Golkar dulu yang punya lapak suara di Papua, sebelum pecah jadi dua provinsi. Namun, nyatanya, watak rezim orde baru yang mempraktikkan kekerasan, membekas pada generasi Papua. Akibatnya, suara golkar nomor kesekian. Sekarang, prilaku rezim SBY yang bikin kebijakan tra jelas ke Papua, tentu membuat dukungan berkurang pada partai ini.
Capres dari partai pembunuh tokoh Papua sudah bicara tentang Papua, tetapi itu bukan jaminan.

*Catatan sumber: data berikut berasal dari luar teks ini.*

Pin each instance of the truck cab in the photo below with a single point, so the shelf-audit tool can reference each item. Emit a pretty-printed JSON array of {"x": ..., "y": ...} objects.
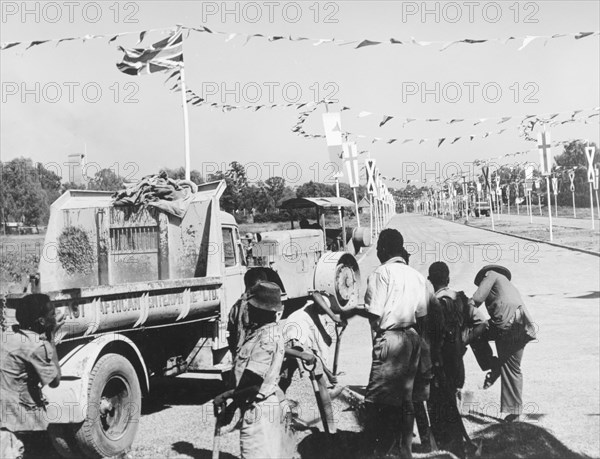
[{"x": 146, "y": 291}]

Sebab, suhu politik Papua Merdeka pisah dari NKRI justru mendapat perhatian seluruh masyarakat setempat, ketimbang ocehan para jurkam itu. Situasi politik kemerdekaan menentukan nasib sendiri yang tengah hangat, muncul lagi gombalan palsu para kampanye pemilu, tentu trada yang berminat.
Pemilu 2014 mengawali perjuangan ditengah miskin peminat dengan pemilu. Kami pilih pemimpin Indonesia tapi malah mereka yang balik bunuh kitorang. Kita coblos partai atau capres tetapi, kitong sudah tau Indonesia tra akan bangun Papua dengan sepenuh jiwa raga. Justru negri kami hanya dijadikan objek untuk investor kuras kekayaan, bikin rusak hutan, mereka cuma sayang kekayaan Papua, bukan manusia penghuni tanah ini.
Protes atau kekecewaan diatas, kerap dijumpai di pinggiran jalan, kerumunan orang, di kota hingga kampung, apalagi media sosil, suara protes diatas tak pernah henti, sampai kehadiran jurkam dari partai pembunuh tokoh Papua pun, suara miring tetap didengar. Budaya cerita orang Papua merupakan indoktrinasi akan suatu ingatan, menjadi memori hingga budaya tulis.
Dengan demikian, bagi saya, pemilu Indonesia tanpa suara dari Papua, tetap demokratis. Tak ada pemilu di Papua pun, suara terbanyak ada di luar Papua. Seluruh rakyat Papua memilih pun, total suara tak mencapai 1 persen. Lalu kenapa orang pada berjuang ke Papua untuk kampanye, bahkan mereka bilang, pas pemilihan nanti, Papua yang duluan di pantau. Jawabannya, negri ini punya nilai politis dan ekonomis, sehingga patut di perhatikan.